Consider whether there is something you can change in your life.

Now that you (hopefully) feel a little bit better, think about whether there are any action steps you can take to change the situation you’re not happy about. If you’re struggling with school, can you get some extra tutoring? Just experienced a breakup? Can you talk about it with a friend who will sympathize? If someone at school is bullying you, can you talk to the school’s guidance counselor or even just any adult who will listen?  Would your parents consider letting you switch schools? Not every problem always has a fix, but there are often practical things you can do to make every situation a little better.

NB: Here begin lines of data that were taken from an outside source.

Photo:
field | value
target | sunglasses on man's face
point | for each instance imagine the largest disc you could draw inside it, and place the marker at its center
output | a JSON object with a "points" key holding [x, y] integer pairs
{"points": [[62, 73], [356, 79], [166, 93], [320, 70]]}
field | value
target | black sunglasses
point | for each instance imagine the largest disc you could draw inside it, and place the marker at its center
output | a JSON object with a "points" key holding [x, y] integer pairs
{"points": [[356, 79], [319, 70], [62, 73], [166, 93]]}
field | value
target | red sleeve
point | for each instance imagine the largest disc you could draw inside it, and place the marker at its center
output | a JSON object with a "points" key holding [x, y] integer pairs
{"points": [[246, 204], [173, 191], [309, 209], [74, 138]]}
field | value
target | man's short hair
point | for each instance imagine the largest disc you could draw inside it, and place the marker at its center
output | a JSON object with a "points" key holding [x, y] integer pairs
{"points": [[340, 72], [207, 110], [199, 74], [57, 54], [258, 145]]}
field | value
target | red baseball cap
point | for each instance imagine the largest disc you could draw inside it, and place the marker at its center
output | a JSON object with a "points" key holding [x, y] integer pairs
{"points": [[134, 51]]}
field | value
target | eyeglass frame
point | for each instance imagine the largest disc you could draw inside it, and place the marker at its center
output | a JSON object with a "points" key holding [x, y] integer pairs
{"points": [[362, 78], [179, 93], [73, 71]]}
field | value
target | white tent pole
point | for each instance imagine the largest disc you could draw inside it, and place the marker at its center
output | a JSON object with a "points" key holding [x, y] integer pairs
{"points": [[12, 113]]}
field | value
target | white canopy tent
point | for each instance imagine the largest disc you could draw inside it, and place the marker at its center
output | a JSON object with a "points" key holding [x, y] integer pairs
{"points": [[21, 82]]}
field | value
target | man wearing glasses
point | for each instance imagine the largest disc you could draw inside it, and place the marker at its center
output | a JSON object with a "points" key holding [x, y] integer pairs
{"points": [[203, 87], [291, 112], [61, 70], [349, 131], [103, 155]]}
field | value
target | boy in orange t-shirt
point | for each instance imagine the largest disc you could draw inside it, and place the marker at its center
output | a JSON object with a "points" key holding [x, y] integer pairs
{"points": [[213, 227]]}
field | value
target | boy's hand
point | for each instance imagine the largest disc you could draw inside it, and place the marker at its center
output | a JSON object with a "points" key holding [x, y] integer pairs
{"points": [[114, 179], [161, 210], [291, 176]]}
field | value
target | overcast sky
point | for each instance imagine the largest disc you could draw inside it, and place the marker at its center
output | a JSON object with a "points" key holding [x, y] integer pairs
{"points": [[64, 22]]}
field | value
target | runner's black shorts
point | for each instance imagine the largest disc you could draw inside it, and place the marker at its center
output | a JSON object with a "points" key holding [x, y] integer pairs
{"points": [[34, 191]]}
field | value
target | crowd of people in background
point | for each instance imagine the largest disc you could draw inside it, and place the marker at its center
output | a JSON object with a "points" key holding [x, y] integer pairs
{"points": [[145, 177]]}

Get immediate crisis help.

You might have just had a really bad argument with your parents. Perhaps you’re considering running away from home. Or you might be experiencing a tragic breakup. If you’re in a crisis right now and need help immediately, call 1-800-273-TALK (8255). This is a free, confidential hotline available 24 hours a day, 7 days a week, for anyone in emotional distress or suicidal crisis. You can also text the Crisis Text Line. This free, confidential resource is open 24/7/365 and offers trained counselors ready to help you with anything you might be going through. The National Runaway Safeline at 1-800-RUNAWAY is another resource. If you’re thinking of running away, call them first. They’ll help you evaluate your options and make a plan for how to keep safe. With all of these options, if you don’t want to talk to a stranger, you can always phone a friend who is nonjudgmental and supportive. Try to see if they can help you work through any of your problems or issues.

Seek long-term professional help.

If you feel like you’re always feeling hopeless and negative about your life, consider whether you might have depression or another mental health issue. Consistently feeling down and being unable to participate in previously enjoyed activities are two primary symptoms of depression. If you do have a mental health issue like depression or anxiety, or even a behavioral issue like Oppositional Defiant Disorder, you might need therapy, medication, or even treatment at an adolescent mental health rehab or substance abuse treatment center (or dual diagnosis treatment center). Depending on the level of your clinical acuity, you may need a teen outpatient program (intensive outpatient or partial hospitalization) or full-time residential care.